The Mayor of London is responsible for public transport, Fire and Rescue Services, major highways, some major town planning issues across the 32 London Boroughs and the City of London, and policing across the 32 London Boroughs. The Mayor of London has no general authority over any of the 33.



Something else that a lot of younger people don't realize is the position "Mayor of London" is only 24 years old. London had no city-wide government between 1985 and 2000, and the pre-1985 council didn't have a mayor.

Personally I'd enthusiastically vote for a return to the pre-2000 system as it's not at all clear to me what these people do for us or what we gain from giving them all this money.


The London Mayor and more recently the Manchester Mayor have been huge successes in transport coordination. I don't think many people would a priori say "the best structure for a large city is fifty non-coordinated boroughs". You could make a clearer case for abolishing the boroughs (especially some of the more corrupt and incompetent ones) and running the city as a unitary whole.

The only reason the GLC was abolished in the first place was naked party politics.


> especially some of the more corrupt and incompetent ones

Do you have particular boroughs in mind?


The mayor of Tower Hamlets is one of the few people in the UK to have a conviction for electoral fraud. Somehow this didn't stop him getting elected again.


> and the pre-1985 council didn't have a mayor.

True but it had a council leader.

> Personally I'd enthusiastically vote for a return to the pre-2000 system as it's not at all clear to me what these people do for us or what we gain from giving them all this money.

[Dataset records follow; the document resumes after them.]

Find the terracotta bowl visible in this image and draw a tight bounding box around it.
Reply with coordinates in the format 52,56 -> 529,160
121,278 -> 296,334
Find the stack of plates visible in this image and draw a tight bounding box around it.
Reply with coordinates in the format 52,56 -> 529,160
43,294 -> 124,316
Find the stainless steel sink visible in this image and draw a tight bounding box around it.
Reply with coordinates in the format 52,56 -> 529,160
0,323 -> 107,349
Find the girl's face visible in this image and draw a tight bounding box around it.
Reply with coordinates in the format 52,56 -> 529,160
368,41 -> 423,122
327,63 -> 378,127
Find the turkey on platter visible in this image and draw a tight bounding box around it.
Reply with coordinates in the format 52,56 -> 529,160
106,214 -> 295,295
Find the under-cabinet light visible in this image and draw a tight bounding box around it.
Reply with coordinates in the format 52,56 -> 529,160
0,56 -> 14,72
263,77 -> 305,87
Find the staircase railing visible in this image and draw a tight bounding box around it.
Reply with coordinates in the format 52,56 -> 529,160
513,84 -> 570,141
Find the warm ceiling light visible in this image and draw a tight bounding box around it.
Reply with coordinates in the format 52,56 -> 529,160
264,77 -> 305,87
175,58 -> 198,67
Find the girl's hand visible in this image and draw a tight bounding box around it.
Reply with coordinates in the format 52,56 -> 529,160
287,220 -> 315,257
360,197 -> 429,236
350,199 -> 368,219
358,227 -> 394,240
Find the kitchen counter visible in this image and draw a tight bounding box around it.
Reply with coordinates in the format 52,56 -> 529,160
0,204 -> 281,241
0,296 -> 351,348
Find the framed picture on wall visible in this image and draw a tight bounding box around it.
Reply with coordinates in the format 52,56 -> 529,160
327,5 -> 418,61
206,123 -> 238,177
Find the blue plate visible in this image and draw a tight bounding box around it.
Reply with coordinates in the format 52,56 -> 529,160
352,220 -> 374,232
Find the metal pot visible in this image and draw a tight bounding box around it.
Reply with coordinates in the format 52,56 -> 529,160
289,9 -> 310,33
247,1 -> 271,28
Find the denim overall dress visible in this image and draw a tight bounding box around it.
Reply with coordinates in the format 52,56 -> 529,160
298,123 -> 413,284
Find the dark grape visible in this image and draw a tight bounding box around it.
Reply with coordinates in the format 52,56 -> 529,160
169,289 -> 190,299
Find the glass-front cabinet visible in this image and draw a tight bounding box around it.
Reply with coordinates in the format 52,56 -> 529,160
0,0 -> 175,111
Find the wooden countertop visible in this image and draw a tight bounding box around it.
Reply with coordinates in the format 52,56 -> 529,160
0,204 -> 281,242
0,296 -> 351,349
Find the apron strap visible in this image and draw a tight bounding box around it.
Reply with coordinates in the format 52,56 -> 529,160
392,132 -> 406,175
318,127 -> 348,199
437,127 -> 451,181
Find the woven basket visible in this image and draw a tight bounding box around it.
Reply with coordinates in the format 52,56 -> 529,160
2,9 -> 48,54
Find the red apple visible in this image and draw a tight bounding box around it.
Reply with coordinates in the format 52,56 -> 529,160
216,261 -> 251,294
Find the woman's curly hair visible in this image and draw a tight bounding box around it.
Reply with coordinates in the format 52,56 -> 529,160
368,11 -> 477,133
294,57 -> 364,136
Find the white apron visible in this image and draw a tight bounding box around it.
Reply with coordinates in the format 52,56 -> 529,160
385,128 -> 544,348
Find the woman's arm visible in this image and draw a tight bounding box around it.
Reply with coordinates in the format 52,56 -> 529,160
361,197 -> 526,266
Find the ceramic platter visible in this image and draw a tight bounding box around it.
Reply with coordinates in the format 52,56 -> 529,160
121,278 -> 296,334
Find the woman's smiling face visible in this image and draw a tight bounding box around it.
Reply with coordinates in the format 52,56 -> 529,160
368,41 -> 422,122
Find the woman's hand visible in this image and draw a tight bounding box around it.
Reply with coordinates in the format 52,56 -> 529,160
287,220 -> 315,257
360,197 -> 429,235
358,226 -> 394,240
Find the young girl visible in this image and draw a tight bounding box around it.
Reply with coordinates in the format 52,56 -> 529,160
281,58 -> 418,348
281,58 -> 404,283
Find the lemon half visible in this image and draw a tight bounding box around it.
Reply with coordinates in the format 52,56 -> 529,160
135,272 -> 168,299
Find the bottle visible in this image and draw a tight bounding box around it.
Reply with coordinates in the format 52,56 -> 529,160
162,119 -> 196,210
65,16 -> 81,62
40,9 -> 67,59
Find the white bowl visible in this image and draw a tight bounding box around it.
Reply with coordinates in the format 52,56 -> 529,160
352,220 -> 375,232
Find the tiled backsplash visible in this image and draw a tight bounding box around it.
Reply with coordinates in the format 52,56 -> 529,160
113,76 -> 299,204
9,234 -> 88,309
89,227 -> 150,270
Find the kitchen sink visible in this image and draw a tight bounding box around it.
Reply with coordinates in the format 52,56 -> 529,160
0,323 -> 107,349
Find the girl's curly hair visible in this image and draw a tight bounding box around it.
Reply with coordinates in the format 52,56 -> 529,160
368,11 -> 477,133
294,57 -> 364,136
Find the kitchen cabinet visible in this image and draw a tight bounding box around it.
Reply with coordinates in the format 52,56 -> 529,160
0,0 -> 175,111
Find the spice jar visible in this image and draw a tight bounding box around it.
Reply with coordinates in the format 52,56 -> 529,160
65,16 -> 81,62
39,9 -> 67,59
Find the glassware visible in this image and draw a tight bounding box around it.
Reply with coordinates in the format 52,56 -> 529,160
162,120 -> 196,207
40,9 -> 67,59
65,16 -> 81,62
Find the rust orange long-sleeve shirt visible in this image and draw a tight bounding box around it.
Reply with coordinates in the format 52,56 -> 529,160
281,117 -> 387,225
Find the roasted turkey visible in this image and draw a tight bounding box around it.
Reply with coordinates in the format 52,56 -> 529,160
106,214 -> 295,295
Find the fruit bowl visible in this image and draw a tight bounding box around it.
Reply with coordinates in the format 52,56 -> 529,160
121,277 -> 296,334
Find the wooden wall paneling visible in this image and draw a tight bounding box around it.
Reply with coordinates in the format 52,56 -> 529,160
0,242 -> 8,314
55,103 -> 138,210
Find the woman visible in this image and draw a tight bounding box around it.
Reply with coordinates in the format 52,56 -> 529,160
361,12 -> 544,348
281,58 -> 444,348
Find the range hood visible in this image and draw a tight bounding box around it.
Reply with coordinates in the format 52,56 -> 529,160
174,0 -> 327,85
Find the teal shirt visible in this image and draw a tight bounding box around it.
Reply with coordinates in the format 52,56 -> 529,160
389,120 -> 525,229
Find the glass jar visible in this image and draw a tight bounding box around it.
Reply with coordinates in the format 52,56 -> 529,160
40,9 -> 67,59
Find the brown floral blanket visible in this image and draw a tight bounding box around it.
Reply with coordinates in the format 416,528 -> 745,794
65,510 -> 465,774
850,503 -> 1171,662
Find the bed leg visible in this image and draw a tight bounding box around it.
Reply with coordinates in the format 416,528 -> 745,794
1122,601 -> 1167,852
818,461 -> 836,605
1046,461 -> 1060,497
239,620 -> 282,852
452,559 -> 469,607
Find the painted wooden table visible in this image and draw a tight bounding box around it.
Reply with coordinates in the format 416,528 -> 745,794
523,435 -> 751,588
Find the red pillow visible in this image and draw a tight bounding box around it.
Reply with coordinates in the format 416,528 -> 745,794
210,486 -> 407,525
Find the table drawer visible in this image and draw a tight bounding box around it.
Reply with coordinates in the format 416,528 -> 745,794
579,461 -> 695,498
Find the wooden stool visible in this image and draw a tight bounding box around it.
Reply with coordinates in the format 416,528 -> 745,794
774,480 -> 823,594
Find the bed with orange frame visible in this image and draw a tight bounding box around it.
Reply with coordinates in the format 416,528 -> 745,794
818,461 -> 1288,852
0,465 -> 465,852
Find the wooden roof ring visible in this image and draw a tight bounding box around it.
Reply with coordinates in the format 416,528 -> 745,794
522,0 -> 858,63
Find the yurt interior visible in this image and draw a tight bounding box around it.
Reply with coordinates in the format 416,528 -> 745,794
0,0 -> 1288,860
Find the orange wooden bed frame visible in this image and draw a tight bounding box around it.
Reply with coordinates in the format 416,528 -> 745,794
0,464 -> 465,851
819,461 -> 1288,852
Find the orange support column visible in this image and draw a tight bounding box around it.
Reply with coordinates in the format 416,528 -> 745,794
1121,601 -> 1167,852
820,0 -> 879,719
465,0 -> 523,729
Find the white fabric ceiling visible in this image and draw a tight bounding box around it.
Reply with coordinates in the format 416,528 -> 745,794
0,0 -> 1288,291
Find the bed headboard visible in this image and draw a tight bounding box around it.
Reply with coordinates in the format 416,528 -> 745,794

A failing on your part. About half of it is TFL.

Budget https://www.london.gov.uk/media/100391/download?attachment


Unless different to the rest of the country though, not directly elected (to the leader role), which I assume was the point, since a mayor is.

Mind you, we don't vote for parties to govern or which member to lead them (and it needn't be an MP) either, but it doesn't stop people talking like we do. (I'm voting Labour - no you're not, you're voting for the Labour candidate in your area. I'm voting for Rishi Sunak - you're almost certainly not, the vast majority of people not being in his constituency. Etc.)


> Mind you, we don't vote for parties to govern or which member to lead them (and it needn't be an MP) either, but it doesn't stop people talking like we do.

You are technically correct, but those pesky people are onto something. In practice people that voted for Boris Johnson in 2019 did not vote for Liz Truss or Rishi Sunak, yet still were governed by them.

You are voting for a candidate, but their party might decide the next pm with the input of their members only.


The pre-2000 system happened because Thatcher didn't like having a London government that represented the views of London voters, which was far more left wing.

That it what it gives us: Representation in a region more populous than most countries which is politically often poorly aligned with the national government.

The 1985 power-grab by Thatcher was deeply anti-democratic.


regional coordination of services like transport is the big one. as a general example, if it were just the councils, Crossrail probably would not have gotten off the ground. And TfL is probably the only authority bucking the general British trend of bus services totally collapsing.